3. Do a thorough search of therapists and find a handful of options you feel comfortable with.
When trusting someone with vulnerable details of your child’s life it is important that you do some leg work on who you will trust. Its never a good idea to have your child see a therapist you are also seeing or have seen in the past, unless part of the therapeutic plan is working on your relationship together and this has been agreed on in advanced. Additionally, your child will likely feel more invested in the process if they has a say in who they see. My advice is to find 2-4 therapists that you feel align with what you’re looking for by doing some research yourself and then presenting these options to your child and letting them be part of the process of picking who they will see.
4. The three-visit rule.
If your teen is completely resistant to therapy, one thing I recommend is the three-visit rule. This means that you ask them to try and go three times and if they decide after three sessions that they don’t think it would benefit them, give it a break. Sometimes kids just aren’t ready, or they feel unsafe with a therapist for one reason or another. Forcing them to participate will put a negative connotation about therapy in their head, and they will be less likely to opt for therapy down the road when they are ready or need it even more. Forcing therapy, no questions asked could do more harm than good. As a therapist I always tell parents up front that I follow a three-session rule. If their child is completely resistant after three sessions, I won’t continue to offer services. So far, I have never had a child or teen NOT want to continue after three sessions because by this point they are able to see that its really kind of great.
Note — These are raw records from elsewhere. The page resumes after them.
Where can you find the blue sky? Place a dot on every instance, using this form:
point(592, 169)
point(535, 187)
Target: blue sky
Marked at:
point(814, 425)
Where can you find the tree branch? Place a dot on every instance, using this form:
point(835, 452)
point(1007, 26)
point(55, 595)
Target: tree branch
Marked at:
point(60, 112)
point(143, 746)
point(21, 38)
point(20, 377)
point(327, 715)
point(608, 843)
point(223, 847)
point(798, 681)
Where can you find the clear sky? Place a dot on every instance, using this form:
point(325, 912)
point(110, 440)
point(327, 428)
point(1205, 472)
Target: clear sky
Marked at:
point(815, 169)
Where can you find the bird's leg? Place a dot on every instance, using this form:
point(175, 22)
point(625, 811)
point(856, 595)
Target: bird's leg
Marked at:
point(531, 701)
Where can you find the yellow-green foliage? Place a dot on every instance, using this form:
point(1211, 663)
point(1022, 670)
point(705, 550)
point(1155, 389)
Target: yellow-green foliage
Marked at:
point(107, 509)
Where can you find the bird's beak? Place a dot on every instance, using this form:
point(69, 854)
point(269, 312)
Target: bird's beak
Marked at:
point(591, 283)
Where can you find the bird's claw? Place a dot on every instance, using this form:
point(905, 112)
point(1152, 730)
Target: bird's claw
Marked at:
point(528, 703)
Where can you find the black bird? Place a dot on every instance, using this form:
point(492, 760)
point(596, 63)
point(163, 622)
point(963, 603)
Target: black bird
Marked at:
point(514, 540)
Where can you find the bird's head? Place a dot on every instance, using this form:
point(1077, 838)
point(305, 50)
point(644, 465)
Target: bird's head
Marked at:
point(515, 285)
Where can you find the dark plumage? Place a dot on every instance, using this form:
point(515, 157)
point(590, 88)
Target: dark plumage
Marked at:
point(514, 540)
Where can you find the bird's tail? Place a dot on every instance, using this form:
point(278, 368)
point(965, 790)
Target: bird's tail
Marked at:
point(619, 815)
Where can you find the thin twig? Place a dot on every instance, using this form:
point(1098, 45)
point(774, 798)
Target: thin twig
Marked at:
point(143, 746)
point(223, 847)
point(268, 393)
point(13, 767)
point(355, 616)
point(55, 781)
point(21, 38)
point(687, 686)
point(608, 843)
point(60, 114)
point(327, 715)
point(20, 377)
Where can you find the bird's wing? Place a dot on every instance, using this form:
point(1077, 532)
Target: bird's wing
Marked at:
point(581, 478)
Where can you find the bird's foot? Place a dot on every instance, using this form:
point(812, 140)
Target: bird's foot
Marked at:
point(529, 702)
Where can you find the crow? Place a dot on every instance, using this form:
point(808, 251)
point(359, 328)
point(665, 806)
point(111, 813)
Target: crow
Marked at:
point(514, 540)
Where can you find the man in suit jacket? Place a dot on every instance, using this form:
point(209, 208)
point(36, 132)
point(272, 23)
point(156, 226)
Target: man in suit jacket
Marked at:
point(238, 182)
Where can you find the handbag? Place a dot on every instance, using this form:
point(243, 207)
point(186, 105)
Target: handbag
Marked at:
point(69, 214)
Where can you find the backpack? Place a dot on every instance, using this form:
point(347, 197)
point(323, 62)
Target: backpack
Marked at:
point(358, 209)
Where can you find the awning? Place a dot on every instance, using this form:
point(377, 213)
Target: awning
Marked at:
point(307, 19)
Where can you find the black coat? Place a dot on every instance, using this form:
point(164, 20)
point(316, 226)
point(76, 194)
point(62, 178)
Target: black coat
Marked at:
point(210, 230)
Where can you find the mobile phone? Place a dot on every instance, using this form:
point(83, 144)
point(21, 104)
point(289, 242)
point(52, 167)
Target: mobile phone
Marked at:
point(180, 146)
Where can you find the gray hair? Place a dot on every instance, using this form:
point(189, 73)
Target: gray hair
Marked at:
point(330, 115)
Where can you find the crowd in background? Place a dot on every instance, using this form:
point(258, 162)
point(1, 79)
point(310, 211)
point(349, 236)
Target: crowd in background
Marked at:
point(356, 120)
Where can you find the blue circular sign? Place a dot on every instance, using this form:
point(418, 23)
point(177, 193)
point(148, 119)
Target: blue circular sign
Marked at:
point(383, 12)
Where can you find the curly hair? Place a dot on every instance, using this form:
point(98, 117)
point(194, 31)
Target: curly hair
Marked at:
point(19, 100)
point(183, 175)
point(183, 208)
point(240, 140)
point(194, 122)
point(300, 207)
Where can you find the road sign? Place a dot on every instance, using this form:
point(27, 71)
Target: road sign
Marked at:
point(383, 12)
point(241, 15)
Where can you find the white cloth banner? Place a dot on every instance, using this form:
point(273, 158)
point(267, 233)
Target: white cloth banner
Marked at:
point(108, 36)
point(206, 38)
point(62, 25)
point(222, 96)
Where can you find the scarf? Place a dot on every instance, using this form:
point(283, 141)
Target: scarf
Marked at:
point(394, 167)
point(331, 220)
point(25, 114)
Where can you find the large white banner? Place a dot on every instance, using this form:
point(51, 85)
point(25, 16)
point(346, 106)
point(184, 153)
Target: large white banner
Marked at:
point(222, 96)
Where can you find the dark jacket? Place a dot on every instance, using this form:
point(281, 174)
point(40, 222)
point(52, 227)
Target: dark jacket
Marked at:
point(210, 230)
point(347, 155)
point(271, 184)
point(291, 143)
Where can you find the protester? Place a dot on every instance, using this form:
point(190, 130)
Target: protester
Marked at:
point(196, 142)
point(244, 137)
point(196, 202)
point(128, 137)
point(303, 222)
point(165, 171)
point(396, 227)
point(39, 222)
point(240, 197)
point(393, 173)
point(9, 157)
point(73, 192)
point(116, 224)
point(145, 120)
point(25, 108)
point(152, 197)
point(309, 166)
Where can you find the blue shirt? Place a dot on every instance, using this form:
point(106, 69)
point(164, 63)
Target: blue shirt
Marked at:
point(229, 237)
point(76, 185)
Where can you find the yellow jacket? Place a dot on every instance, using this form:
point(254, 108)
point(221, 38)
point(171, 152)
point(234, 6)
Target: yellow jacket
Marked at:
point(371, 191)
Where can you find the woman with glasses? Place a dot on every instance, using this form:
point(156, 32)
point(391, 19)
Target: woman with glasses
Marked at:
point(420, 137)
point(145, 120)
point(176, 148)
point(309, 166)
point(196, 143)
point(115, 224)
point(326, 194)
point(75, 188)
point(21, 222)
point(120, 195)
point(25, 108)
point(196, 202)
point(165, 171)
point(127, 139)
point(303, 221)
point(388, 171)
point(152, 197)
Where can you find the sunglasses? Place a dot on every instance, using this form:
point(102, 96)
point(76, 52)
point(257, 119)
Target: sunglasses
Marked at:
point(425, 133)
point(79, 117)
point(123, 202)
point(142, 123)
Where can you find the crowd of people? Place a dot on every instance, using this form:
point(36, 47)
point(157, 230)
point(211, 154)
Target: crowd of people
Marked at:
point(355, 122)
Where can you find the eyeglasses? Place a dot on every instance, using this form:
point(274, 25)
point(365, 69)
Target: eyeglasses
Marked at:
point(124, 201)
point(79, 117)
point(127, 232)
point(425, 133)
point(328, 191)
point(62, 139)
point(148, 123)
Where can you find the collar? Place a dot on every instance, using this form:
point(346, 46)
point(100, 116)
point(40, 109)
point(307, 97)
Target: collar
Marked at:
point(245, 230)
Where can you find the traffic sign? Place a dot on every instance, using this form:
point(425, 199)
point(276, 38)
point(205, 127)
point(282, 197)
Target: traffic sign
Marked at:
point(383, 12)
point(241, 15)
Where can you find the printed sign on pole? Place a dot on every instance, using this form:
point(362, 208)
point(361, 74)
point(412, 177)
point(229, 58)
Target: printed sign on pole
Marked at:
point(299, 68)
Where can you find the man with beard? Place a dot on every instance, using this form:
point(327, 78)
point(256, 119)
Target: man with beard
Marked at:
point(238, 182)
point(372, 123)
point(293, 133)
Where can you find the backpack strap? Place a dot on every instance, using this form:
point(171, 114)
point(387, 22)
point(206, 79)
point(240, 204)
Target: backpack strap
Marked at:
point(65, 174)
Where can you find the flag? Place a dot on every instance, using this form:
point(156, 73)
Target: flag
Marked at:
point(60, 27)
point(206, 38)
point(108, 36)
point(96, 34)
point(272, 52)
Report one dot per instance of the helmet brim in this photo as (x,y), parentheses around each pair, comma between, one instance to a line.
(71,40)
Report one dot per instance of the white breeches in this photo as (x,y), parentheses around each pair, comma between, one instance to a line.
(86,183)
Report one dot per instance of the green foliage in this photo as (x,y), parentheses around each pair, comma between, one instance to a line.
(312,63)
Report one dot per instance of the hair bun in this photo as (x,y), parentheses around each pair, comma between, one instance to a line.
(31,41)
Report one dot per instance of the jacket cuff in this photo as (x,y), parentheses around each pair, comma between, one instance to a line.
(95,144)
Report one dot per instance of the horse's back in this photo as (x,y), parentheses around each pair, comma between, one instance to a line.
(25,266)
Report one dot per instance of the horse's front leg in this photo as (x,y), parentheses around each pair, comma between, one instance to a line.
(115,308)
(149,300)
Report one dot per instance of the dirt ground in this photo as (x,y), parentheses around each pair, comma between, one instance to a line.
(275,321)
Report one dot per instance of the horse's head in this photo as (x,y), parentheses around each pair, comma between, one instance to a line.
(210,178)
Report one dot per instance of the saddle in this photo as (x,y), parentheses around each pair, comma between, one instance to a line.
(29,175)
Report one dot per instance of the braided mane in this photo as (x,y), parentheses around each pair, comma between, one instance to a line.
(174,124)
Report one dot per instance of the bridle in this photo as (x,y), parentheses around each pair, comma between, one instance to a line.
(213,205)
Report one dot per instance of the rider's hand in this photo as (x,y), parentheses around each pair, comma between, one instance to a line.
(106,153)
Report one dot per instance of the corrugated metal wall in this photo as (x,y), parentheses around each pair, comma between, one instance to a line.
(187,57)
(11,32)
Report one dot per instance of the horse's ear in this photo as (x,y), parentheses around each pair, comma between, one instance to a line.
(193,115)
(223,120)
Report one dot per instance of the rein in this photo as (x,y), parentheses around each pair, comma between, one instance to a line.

5. RESISIT the urge to grill your child on what they spoke about in therapy every week.
This is hard for most parents. Its very human to want to know what is going on in therapy but asking for details every week is a quick way to make your child feel defensive or shut down. Instead try asking open ended questions like “do you want to talk about therapy today?” or even just occasionally making statements such as “you can always talk to me about therapy if you want” and leave it at that. Grilling for details can feel invasive. Your role as a parent is to be supportive and an ear to listen.
Giving your child the gift of therapy is one of the best things you can do. Especially if you give them ownership and trust along the way. Follow these tips and be patient with what you are facing. You can’t force change on others, but you can give your teen the tools and environment they need to choose change for themselves.